S'estimant en conformité, les groupes Apple, Alphabet, Meta et Amazon ont néanmoins affirmé lundi qu'ils poursuivraient leur dialogue avec Bruxelles, dans des communiqués séparés.

Le nouveau règlement prévoit des amendes pouvant aller jusqu'à 20% du chiffre d'affaires mondial en cas d'infraction grave et répétée (contre 10% jusqu'ici). Bruxelles s'est également doté d'un pouvoir de démantèlement des contrevenants, une arme de dissuasion et de dernier recours.

Le lobby de la tech, CCIA, a aussitôt dénoncé la « précipitation » de Bruxelles. Le lancement de ces enquêtes, 18 jours seulement après la date limite du 7 mars pour la mise en conformité, « risque de confirmer les craintes de l'industrie que le processus soit politisé ».

Concurrence et monopole: Apple et sa ribambelle de contentieux

Apple est également accusé ailleurs dans le monde d'abuser de sa position dominante. Inventaire des principaux contentieux :

  • Bras de fer contre Epic Games

L'éditeur de jeux vidéo Epic Games écume les tribunaux et démarche les autorités depuis des années pour forcer Apple et Google à ouvrir leur système d'exploitation mobile, iOS et Android (installés sur l'écrasante majorité des smartphones), à des boutiques de téléchargement d'applications alternatives.

Le but : ne plus avoir à leur payer une commission, qui peut aller jusqu'à 30%, sur les achats des utilisateurs. Il y a deux ans, une juge fédérale américaine avait demandé à Apple de laisser les éditeurs proposer des moyens de paiement alternatifs, tout en déclarant qu'Epic n'avait pas réussi à prouver d'infraction au droit de la concurrence.

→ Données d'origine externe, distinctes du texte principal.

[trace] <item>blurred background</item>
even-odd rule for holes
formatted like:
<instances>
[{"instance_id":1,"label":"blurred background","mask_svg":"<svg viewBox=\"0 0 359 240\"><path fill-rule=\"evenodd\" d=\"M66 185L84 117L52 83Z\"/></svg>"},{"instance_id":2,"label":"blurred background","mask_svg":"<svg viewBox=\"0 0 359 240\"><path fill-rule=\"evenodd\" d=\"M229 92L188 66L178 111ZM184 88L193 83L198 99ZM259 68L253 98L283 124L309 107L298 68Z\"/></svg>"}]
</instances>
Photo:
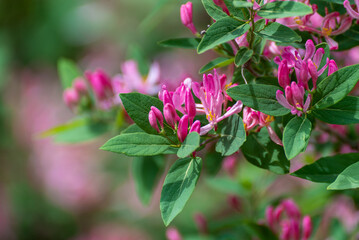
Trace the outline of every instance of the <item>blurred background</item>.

Mais Epic, rejoints par d'autres géants d'internet comme Microsoft et Meta, accuse Apple de n'avoir pas respecté cette décision.

La marque à la pomme a, en effet, proposé une solution lui permettant de percevoir de 12% à 27 % sur les achats externes, ce qui ne représente qu'une faible réduction par rapport à ce qu'elle facture sur l'App Store. Epic Games a aussi assigné Apple (et Google) en justice en Australie pour des griefs similaires. Le procès s'est ouvert lundi et devrait durer cinq mois.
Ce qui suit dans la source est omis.